第51話「動かない神兵」
「アルマ、というのじゃ」
夜、祠で、ヴェルクは、その名を口にした。いつもより、慎重な声だった。
「神授の兵、と教会は呼ぶ。……五国が、後生大事に抱えとる、戦利品よ。動く鎧の巨人じゃ」
「戦利品? 作ったんじゃなくて?」
「作れやせん、今の連中には。あれは、遥か昔に作られたもんじゃ。拾って、聖別して、『神様がくださった』ことにしとる。……新しく作ることも、まともに直すことも、誰にもできん。だから、千年かけて、少しずつ、壊れていっとる。あの、街道で止まった一体みたいにな」
俺は、昼間見た、あの巨人を思い出した。ひどい劣化。半分も出ていない力。そして、あの、懐かしい「手」の匂い。
「ヴェルク。あれ……あんたの、匠の?」
ヴェルクは、答えなかった。答えない、が答えだった。
*
問題は、俺の指が、疼いて仕方がないことだった。
翌日も、帝国のしんがり隊は、街道で立ち往生していた。アルマは、ぴくりとも動かない。技師たちが交代で潜り込んでは、油まみれになって出てきて、頭を抱えていた。村人は遠巻きに見物し、子供たちは「動く鎧」に大興奮していた。
俺は——見ないようにしていた。
見れば、視えてしまう。視えれば、直したくなる。あの劣化した図面が、頭の中で、悲鳴を上げている。摩耗した軸受け。ずれた噛み合わせ。抜けかけた——ああ、あのボルト。あそこの、一本。あれを、四分の一回転、締め直すだけで、駆動の芯が、通る。三秒だ。三秒で、済む。
「アルト様。顔が、こわい」
ミナが、俺の袖を引いた。
「よだれ、垂れそう」
「垂れてない」
「垂れそう。……直したいんでしょ、あれ」
十歳の弟子は、師匠のことを、よく分かっていた。
「直したい。死ぬほど直したい。……でも、駄目だ」
「なんで」
「あれを直したら、俺が『何者か』が、ばれる。剣聖も、技師も、みんな見てる前でだ。……我慢だ、ミナ。これは、我慢の稽古だ」
ミナは、しばらく考えて、それから、ぽつりと言った。
「アルト、いつも、我慢してるね」
刺さった。十歳の言葉は、時々、大人の百倍、刺さる。
*
その日は、我慢した。
一日じゅう、我慢した。技師たちが夕方、諦めて野営の支度を始めるのを、我慢して見送った。夜、村に帰って、飯を食って、我慢した。寝床に入って、目を閉じて——ボルト。あの、一本の。四分の一回転。三秒。
我慢、した。
寝返りを、七回、打った。
……我慢、した。
*
——気づいたら、俺は、月明かりの街道に、立っていた。
野営の焚き火は、とうに落ちている。技師たちは、天幕で眠りこけている。見張りの兵が一人、うつらうつらしている。そして、その傍らに、動かない鋼鉄の巨人が、月光を浴びて、佇んでいた。

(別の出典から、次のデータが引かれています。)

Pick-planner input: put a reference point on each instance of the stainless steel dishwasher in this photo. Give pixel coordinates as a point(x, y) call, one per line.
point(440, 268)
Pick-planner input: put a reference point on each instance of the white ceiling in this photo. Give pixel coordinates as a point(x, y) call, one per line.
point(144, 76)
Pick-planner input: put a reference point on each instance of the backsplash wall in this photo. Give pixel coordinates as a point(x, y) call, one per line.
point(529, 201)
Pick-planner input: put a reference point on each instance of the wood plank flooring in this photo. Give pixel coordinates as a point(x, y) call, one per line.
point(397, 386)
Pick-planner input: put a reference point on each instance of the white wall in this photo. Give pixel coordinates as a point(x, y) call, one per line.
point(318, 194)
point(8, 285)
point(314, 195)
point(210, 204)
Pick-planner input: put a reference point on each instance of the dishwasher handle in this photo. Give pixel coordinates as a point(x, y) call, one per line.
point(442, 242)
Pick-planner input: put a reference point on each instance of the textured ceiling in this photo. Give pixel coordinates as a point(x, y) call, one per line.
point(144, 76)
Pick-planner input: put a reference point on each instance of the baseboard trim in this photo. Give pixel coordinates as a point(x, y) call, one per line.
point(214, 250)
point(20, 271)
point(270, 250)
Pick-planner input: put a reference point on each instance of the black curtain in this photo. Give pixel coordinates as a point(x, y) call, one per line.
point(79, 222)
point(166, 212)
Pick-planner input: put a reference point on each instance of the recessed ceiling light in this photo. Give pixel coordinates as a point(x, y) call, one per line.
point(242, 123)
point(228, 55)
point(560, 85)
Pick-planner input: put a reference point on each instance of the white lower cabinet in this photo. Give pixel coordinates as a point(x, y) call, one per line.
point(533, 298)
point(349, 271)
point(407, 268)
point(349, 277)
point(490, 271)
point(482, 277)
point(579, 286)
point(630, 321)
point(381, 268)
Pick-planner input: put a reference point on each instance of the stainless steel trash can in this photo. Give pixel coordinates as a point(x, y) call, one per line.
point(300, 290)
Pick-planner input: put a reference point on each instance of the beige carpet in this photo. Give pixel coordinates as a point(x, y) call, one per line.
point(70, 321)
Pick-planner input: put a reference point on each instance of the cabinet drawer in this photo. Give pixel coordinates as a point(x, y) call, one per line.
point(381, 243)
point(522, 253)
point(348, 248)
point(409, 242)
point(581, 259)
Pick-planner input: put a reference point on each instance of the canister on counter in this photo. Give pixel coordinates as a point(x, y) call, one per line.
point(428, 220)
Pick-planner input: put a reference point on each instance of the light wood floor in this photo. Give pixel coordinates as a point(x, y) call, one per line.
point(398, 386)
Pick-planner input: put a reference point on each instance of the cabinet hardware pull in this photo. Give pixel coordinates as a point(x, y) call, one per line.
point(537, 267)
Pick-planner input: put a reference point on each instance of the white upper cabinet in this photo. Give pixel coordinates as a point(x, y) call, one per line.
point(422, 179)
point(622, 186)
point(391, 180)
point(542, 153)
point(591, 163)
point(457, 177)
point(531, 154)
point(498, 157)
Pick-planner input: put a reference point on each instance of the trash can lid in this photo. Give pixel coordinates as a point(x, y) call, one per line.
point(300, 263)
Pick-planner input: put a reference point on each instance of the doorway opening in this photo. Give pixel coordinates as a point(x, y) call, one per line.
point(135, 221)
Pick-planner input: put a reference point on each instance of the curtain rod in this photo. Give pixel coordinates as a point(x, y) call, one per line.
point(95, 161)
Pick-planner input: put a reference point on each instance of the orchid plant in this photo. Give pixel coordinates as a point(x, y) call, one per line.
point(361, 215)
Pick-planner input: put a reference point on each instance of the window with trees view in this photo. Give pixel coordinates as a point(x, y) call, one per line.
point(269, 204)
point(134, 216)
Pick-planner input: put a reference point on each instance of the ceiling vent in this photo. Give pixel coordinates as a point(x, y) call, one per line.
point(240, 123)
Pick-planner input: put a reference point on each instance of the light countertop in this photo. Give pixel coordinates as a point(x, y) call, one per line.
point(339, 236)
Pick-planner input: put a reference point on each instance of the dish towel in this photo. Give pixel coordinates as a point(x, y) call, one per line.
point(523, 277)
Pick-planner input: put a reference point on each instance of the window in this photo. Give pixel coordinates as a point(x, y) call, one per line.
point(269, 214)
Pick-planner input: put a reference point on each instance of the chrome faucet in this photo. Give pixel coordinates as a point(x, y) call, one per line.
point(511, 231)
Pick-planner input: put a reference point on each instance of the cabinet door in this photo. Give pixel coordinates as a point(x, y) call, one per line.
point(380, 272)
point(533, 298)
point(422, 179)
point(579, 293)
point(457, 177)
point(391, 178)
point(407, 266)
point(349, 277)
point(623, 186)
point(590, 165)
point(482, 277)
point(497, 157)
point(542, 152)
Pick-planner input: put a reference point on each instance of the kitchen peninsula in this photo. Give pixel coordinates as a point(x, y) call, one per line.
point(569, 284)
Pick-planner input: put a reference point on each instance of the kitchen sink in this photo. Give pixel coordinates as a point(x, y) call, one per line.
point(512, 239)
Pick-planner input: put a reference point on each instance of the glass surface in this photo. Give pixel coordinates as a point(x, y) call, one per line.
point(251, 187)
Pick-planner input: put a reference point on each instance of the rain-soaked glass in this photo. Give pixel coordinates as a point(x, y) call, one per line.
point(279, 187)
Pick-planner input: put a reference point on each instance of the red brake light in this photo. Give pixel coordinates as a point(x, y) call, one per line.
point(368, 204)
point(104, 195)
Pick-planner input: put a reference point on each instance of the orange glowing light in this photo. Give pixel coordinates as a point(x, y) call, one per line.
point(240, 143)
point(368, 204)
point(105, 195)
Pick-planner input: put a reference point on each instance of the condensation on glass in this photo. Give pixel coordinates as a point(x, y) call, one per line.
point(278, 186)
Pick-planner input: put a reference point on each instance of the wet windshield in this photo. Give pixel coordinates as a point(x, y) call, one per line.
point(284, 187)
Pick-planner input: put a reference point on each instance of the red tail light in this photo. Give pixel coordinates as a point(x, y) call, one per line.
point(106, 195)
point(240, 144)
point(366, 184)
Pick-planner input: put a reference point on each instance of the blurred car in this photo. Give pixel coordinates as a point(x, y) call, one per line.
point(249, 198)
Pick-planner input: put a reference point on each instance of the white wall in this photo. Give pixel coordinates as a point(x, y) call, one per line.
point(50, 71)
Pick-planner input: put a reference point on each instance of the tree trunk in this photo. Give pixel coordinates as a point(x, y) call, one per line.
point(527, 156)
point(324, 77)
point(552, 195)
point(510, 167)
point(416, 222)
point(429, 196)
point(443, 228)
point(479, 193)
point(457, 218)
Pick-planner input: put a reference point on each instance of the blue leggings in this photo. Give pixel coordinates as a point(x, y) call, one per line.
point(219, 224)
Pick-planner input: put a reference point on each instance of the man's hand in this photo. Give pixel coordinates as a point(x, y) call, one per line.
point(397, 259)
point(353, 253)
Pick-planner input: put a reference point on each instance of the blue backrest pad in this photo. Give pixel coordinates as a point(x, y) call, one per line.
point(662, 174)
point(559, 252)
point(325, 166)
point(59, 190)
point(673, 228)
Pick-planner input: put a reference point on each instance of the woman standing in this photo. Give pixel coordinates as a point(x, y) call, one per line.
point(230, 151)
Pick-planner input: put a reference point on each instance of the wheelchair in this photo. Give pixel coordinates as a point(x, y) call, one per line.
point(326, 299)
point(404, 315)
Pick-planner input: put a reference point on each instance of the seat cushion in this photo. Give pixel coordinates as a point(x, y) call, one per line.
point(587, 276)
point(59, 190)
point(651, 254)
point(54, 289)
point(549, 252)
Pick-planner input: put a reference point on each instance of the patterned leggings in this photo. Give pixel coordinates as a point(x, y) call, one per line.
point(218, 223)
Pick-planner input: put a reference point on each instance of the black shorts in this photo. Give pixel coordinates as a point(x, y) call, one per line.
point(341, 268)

我ながら、どうかしている。フラグの管理には定評があったはずの、俺が。
だが、体が、勝手に、動いていた。
音を立てず、巨人の足元に、しゃがむ。装甲の隙間に、手を差し込む。図面が、視える。あの、ボルト。抜けかけた、一本。指先が、それに、触れる。
「……一本だけ」
俺は、月に向かって、言い訳をした。
「一本だけ、だからな。全部は、直さない。ただ、一番、悲鳴を上げてる、この一本だけ。……四分の一回転。それで、この子は、少し、楽になる。それだけだ」
くり、と。
ボルトを、四分の一回転、締めた。